Extraterritorial applicability will have to be tested on a case-by-case basis. In the case where the responsibility gap arises, that is where the conduct of contractors is not attributable to the hiring state, the requisite control will have to be exercised by the national armed forces or other state agents, including contractors whose conduct is at the time attributable to the hiring state. Territorial control over the area in which the violation happened may exist by virtue of an occupation or other territorial control, for example during an invasion. Physical control on the other hand, putting individuals in the power of the hiring state, exists for example over individuals who are kidnapped or arrested in an impromptu fashion or detained more formally in a detention facility. All three instruments discussed (ICCPR, ECHR, ACHR) will apply where the hiring state is an occupying power, or where the violations occur in an area controlled by agents of the hiring state. However, where combat contractors are off duty, or guarding and protection contractors engage in conduct outside their instructed duties, and the area they operate in is not controlled by the hiring state, there will not be a basis for extraterritorial jurisdiction unless there is physical control over the victims. Where the victims at the time of the violation either are under the control of the hiring state or have been handed from hiring state control into contractor control, jurisdiction can also be established under all three systems. However, where the hiring state does not have control over the persons interrogated, the off-duty conduct of these contractors will not be within the reach of any of the three instruments I discussed. If applicable, the reach of the duty to prevent under the different instruments varies, as described in more detail in section 3 B of the piece.

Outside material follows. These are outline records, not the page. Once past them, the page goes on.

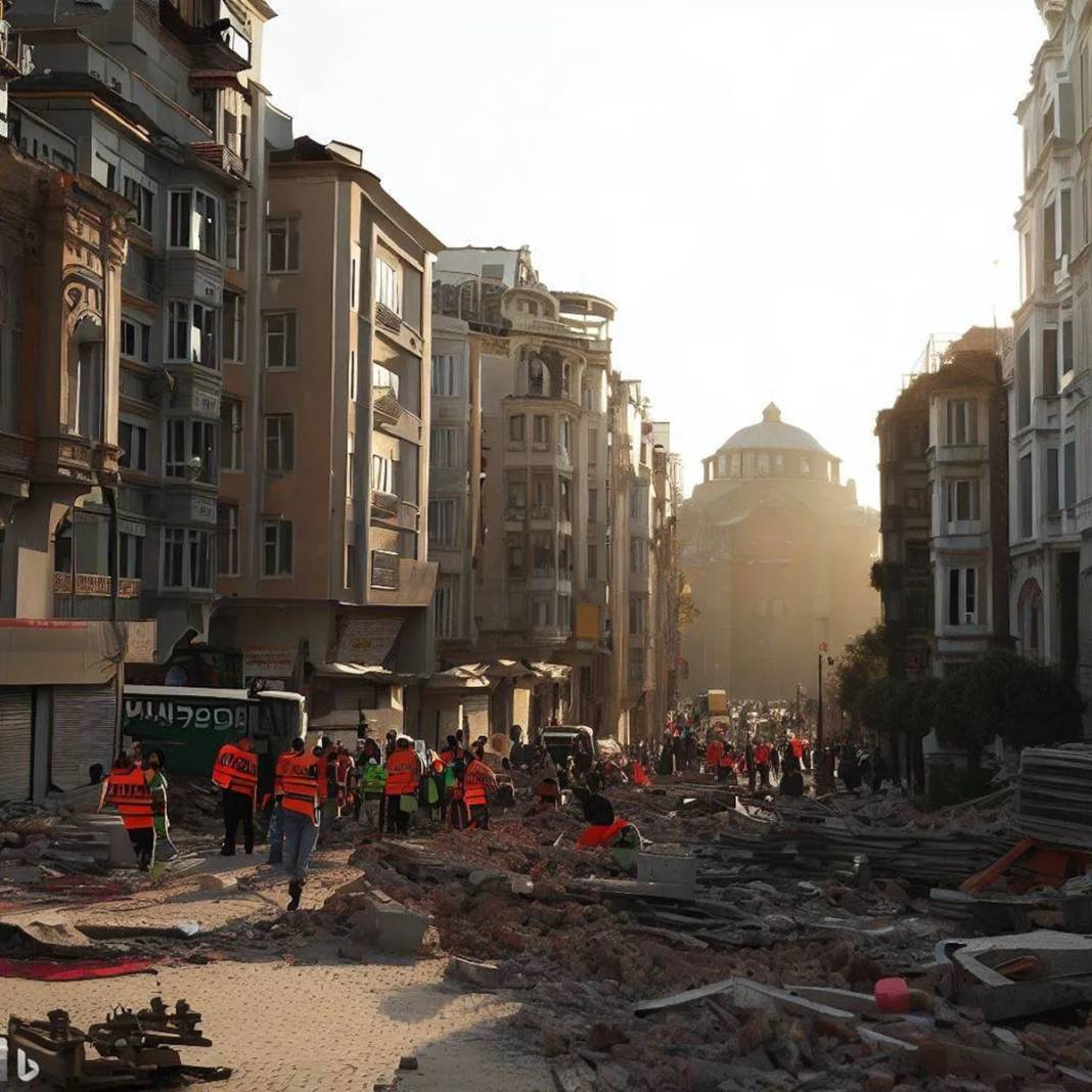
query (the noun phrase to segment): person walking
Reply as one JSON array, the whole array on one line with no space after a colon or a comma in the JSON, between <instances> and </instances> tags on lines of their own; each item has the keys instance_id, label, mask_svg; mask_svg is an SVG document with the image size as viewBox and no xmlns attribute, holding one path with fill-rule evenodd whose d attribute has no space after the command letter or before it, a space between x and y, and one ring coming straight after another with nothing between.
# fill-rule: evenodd
<instances>
[{"instance_id":1,"label":"person walking","mask_svg":"<svg viewBox=\"0 0 1092 1092\"><path fill-rule=\"evenodd\" d=\"M471 826L489 829L489 797L497 791L497 775L486 765L485 748L474 749L463 771L463 802L470 811Z\"/></svg>"},{"instance_id":2,"label":"person walking","mask_svg":"<svg viewBox=\"0 0 1092 1092\"><path fill-rule=\"evenodd\" d=\"M152 790L140 767L133 765L128 752L119 751L109 776L103 782L98 808L112 804L121 816L126 833L136 854L136 867L149 871L155 859L155 816L152 811Z\"/></svg>"},{"instance_id":3,"label":"person walking","mask_svg":"<svg viewBox=\"0 0 1092 1092\"><path fill-rule=\"evenodd\" d=\"M212 781L218 785L224 800L224 845L221 856L235 856L235 840L242 823L242 844L248 854L254 852L254 794L258 791L258 756L253 741L244 737L224 744L216 753Z\"/></svg>"},{"instance_id":4,"label":"person walking","mask_svg":"<svg viewBox=\"0 0 1092 1092\"><path fill-rule=\"evenodd\" d=\"M420 762L408 736L399 736L394 753L387 759L388 833L408 834L410 816L417 810L417 787L420 784Z\"/></svg>"},{"instance_id":5,"label":"person walking","mask_svg":"<svg viewBox=\"0 0 1092 1092\"><path fill-rule=\"evenodd\" d=\"M319 805L327 793L319 760L307 753L300 738L293 739L281 775L281 822L284 828L284 869L288 874L288 910L299 909L311 853L319 836Z\"/></svg>"}]
</instances>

Positive obligations of states with respect to the conduct not attributable to them that I discuss under the heading of the obligation to prevent human rights abuses constitute obligations of due diligence. Thus, even if extraterritorial jurisdiction can be established, the hiring state will not be held responsible if it can demonstrate that it exercised due diligence with respect to the contractors’ conduct. Positive obligations of hiring states with respect to conduct not attributable to them are of course important, and may in the specific situations where they are applicable contribute to ensuring that a hiring state will not effectively circumvent responsibility it would incur for soldiers by relying on contractors. Yet, bringing responsibility to bear will be much more difficult due to a multitude of factors, including the limited reach of positive IHL obligations in non-international armed conflict, the uncertainty inherent in the concept of due diligence, and the complex questions extraterritorial application poses in the HRL systems. Thus responsibility qua positive obligations is very far from the simple and effective responsibility rule that states envisaged for armed conflict when they first codified state responsibility for violations of IHL by state forces in 1907.

Thus, still finding the responsibility gap to open up in many cases, I suggest in the remainder of the article that certain contractors exercising coercive functions do not fall into the category of persons accompanying the armed forces. Rather, they can indeed be attributed to the hiring state as members of the armed forces. Where they are organized as a recognizable group and are expected to ‘shoot back’ beyond self-defence on a routine basis, the hiring state will be responsible under Article 3 of HC IV and Article 91 of AP I. Hence, the clearest case will be that of combat contractors, while certain convoy or personal protection contractors may qualify provided they operate as a recognizable independent group. The interrogation example seems most doubtful, especially where the situations resembles more the close integration of a small number of individuals into an operation run by the national armed forces. I furthermore demonstrate that neither the requirement that they be under a command responsible to a party, nor the often adduced criteria for obtaining POW status, ultimately exclude this classification.